Switching off instruction and data caches to simplify WCET prediction can lead to severe performance degradation (a factor of up to 30 for PowerPC 604, according to a study by EADS).
This is where AbsInt comes in. Over the recent years we have built up an unparalleled expertise in the area of WCET predictions for real-time systems. Our technology is based on statically analyzing a task's intrinsic cache and pipeline behavior. This allows us to compute correct and tight upper bounds for the worst-case execution time of the tasks in your application:
The tight bounds reflect the real performance of the system. Guaranteeing the deadlines to be met is not paid with a waste of hardware resources. Safety-critical systems can be designed smaller and more cost-effectively.

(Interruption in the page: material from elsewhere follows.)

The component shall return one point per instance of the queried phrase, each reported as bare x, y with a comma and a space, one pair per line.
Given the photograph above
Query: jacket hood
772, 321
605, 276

The computed time bounds are valid for all inputs and for each execution of the task. No extensive timing measurements by tests are required any more.
Our tools directly analyze executables. No change to your tool-chain and no change to the program's operational behavior and performance is required.
Selectable start points enable the program sections of interest to be focused on.
Interprocedural analysis enables cache and pipeline behavior to be precisely predicted taking all procedures of your task into account.
Complex interactions between cache and pipeline behavior are taken into account. For example, on some architectures the empty cache does not represent the worst-case cache configuration.
The analyses developed by AbsInt are generic, i.e. they can be adapted to different processor architectures with moderate effort.